Number: | 15, 4 |
Position: | Kicker/Punter |
Birth Date: | 6 July 1946 |
Birth Place: | Omaha, Nebraska, U.S. |
College: | Wyoming |
Draftyear: | 1968 |
Draftround: | 2 |
Draftpick: | 37 |
Teams: | |
Highlights: |
|
Statlabel1: | Field goals |
Statvalue1: | 15 attempts / 3 made |
Statlabel2: | Extra points |
Statvalue2: | 20 attempts / 18 made |
Statlabel3: | Punts – yards |
Statvalue3: | 177 for 6912 yards |
Pfr: | DePoJe20 |
Jerry Dean DePoyster (born July 6, 1946) is a former American football placekicker and punter who also played in the National Football League (NFL).

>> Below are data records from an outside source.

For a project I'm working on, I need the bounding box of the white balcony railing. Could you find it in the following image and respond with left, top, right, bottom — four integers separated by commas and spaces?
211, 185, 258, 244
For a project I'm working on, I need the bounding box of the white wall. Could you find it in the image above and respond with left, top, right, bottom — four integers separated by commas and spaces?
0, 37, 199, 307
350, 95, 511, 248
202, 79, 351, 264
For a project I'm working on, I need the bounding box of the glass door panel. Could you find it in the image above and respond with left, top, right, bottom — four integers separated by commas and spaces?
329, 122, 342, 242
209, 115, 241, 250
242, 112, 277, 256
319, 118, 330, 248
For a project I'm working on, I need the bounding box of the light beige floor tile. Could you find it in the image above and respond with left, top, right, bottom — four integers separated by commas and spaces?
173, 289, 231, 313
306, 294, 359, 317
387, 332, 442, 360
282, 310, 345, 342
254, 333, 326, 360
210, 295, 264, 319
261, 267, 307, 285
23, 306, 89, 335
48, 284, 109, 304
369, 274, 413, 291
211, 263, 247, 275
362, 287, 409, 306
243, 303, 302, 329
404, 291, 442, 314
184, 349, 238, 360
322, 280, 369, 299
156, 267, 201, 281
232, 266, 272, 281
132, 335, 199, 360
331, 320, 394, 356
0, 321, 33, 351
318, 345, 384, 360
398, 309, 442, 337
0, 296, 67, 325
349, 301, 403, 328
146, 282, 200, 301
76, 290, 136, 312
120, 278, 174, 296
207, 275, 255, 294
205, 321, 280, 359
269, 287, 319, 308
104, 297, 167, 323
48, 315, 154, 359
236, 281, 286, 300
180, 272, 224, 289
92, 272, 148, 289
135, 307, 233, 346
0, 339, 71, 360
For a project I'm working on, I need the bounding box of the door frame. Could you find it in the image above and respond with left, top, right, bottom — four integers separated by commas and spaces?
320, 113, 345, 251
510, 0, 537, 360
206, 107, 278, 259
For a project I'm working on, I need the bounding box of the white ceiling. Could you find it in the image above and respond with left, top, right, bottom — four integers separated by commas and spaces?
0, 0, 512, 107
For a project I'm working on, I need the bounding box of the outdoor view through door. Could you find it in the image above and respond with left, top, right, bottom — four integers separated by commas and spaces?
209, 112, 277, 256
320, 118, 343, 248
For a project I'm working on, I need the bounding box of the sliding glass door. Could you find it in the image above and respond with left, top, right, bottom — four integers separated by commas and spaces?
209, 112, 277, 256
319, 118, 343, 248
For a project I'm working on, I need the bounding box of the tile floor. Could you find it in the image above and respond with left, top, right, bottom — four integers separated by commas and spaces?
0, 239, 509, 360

DePoyster was an All-American college football player at the University of Wyoming. He was recruited as a wide receiver and defensive back, but he made his biggest impact as a punter and kicker. In his junior season, 1966, DePoyster set a record which has never been broken though others have equaled it. He became the first kicker in NCAA history to make three field goals of over 50 yards in one game, connecting from 54, 54 and 52 yards in an October 8, 1966, game against Utah. He also still holds several records for most field goals attempted, and was the top-rated kicker in college football in 1966.
He was a member of two Western Athletic Conference championship teams, in 1966 and 1967, both of which finished with 10–1 won-loss records. The 1967 team went undefeated in the regular season and appeared in the Sugar Bowl in New Orleans on New Year's Day. DePoyster was inducted into the University of Wyoming Athletics Hall of Fame on September 15, 2006.

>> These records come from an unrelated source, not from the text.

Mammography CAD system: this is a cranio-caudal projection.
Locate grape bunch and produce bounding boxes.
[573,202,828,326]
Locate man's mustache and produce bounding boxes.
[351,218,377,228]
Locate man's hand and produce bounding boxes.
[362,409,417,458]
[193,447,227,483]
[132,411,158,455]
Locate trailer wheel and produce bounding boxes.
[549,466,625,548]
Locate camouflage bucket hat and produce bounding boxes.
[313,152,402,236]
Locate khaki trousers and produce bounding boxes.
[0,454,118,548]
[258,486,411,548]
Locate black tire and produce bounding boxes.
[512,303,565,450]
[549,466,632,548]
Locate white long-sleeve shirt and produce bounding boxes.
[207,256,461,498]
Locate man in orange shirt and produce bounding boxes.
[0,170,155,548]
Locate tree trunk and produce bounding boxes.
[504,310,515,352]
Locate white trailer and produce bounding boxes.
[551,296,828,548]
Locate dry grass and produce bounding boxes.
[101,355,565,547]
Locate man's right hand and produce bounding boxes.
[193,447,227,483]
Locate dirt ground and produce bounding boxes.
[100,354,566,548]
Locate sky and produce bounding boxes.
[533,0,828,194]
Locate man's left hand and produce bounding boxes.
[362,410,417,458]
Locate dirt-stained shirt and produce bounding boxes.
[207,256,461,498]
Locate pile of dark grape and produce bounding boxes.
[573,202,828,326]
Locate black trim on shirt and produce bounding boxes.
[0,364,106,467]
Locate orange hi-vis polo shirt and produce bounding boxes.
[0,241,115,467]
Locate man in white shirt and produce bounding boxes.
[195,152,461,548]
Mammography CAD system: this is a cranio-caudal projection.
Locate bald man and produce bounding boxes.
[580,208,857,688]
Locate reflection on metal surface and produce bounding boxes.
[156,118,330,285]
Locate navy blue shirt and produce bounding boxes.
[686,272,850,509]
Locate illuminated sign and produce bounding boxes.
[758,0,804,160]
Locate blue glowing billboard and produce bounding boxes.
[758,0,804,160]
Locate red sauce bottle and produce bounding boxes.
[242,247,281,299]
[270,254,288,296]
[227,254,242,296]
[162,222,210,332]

DePoyster was a second round selection (37th overall) in the 1968 Common Draft by the Detroit Lions. He played in all fourteen games that season, as both a punter and placekicker, then served in the U.S. Army for two years.[1] During the season, he was signed as a free agent by the Oakland Raiders after the team cut veteran Mike Eischeid. DePoyster appeared in the last 12 games of the 1971 season as well as the entirety of the 1972 season. He was strictly a punter and kickoff specialist: future Hall of Famer George Blanda handled the field goals and extra points. In 1973, the Raiders drafted another future Hall of Famer, Ray Guy (who was the first pure punter ever taken in the first round of the NFL draft). DePoyster retired from football to raise a family and to work in the homebuilding and oil industries.[1]

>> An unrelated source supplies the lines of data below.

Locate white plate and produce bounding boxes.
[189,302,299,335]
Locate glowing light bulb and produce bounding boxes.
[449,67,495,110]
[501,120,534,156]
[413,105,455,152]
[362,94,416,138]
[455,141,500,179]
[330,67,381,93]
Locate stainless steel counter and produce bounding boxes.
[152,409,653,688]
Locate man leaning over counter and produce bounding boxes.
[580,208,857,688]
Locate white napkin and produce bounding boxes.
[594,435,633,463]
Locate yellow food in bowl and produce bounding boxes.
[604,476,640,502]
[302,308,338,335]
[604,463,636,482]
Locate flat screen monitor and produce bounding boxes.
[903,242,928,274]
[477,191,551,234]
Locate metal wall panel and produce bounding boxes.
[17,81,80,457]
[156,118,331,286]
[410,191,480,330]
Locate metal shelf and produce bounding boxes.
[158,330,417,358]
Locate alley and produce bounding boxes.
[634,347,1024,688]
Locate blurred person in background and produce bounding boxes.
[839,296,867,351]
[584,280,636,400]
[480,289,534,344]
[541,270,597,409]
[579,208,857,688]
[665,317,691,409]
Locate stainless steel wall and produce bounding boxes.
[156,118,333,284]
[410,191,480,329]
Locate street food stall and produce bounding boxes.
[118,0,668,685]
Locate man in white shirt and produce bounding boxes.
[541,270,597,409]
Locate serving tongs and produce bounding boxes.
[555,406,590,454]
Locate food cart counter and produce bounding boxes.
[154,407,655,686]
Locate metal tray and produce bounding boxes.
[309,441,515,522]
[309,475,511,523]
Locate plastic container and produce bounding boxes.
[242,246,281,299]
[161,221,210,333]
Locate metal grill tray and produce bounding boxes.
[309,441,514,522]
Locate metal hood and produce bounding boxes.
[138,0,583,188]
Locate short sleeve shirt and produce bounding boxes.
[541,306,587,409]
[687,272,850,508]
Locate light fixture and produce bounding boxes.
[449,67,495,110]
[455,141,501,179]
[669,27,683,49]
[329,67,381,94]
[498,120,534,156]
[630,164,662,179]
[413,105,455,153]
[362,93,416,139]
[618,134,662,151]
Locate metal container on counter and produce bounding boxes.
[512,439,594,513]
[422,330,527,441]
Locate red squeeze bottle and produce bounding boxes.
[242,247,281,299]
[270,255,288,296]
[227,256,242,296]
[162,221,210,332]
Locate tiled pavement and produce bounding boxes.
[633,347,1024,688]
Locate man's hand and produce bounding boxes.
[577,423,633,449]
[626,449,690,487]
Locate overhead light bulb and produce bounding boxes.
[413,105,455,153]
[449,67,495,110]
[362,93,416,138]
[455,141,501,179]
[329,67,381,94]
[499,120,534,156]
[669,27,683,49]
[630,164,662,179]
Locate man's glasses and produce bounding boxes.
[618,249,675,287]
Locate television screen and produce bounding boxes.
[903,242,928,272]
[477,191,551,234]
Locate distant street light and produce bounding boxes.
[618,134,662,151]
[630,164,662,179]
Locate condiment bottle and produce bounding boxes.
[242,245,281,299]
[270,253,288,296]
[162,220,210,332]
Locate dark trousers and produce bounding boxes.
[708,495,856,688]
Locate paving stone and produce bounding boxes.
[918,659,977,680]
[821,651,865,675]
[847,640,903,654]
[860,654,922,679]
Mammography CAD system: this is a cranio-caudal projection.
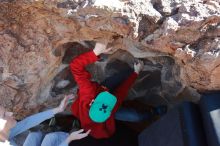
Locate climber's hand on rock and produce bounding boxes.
[53,94,76,114]
[66,129,91,144]
[93,43,113,56]
[134,60,144,74]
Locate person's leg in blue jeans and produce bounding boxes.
[23,131,44,146]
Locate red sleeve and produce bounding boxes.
[70,51,98,88]
[114,72,138,109]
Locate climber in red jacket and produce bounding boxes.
[70,43,143,138]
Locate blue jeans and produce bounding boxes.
[23,131,69,146]
[101,68,151,122]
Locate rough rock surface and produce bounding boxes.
[0,0,220,118]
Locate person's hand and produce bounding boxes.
[93,43,113,56]
[134,60,144,74]
[66,129,91,143]
[54,94,76,114]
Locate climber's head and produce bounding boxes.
[0,106,17,142]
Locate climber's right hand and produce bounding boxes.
[93,43,113,56]
[134,60,144,74]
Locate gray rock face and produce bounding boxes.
[0,0,220,118]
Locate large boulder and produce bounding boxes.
[0,0,220,119]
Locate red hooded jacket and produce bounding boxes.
[70,51,137,138]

DePoyster is often erroneously cited in various internet sources as having kicked the shortest punt in NFL history, supposedly either 10 or 11 yards long. (The shortest punt ever was actually negative-7 yards by Sean Landeta of the New York Giants in the 1985 playoffs (returned five yards for a touchdown),[2] and there have been at least two 1-yard punts.) Although he was a good punter, he became nationally infamous in 1972 for a botched punt against the Chicago Bears which made him the butt of a joke on the Tonight Show with Johnny Carson. DePoyster told a newspaper interviewer in 2008: "We were playing in Oakland and the water was about a foot above my shoes. I punted from my own end zone and the ball went about ten yards and the guy returned it for a touchdown. I think they replayed that about three times on Johnny Carson's show. I didn't think an old Nebraska guy would do that to me."[1]
In his book One Knee Equals Two Feet, former Raiders head coach John Madden contrasted Guy's "great hands" with DePoyster's. "Jerry DePoster drove me crazy," Madden wrote. "He seldom caught the snap cleanly. He would bobble it or it would bounce off his chest. Every punt got to be an adventure."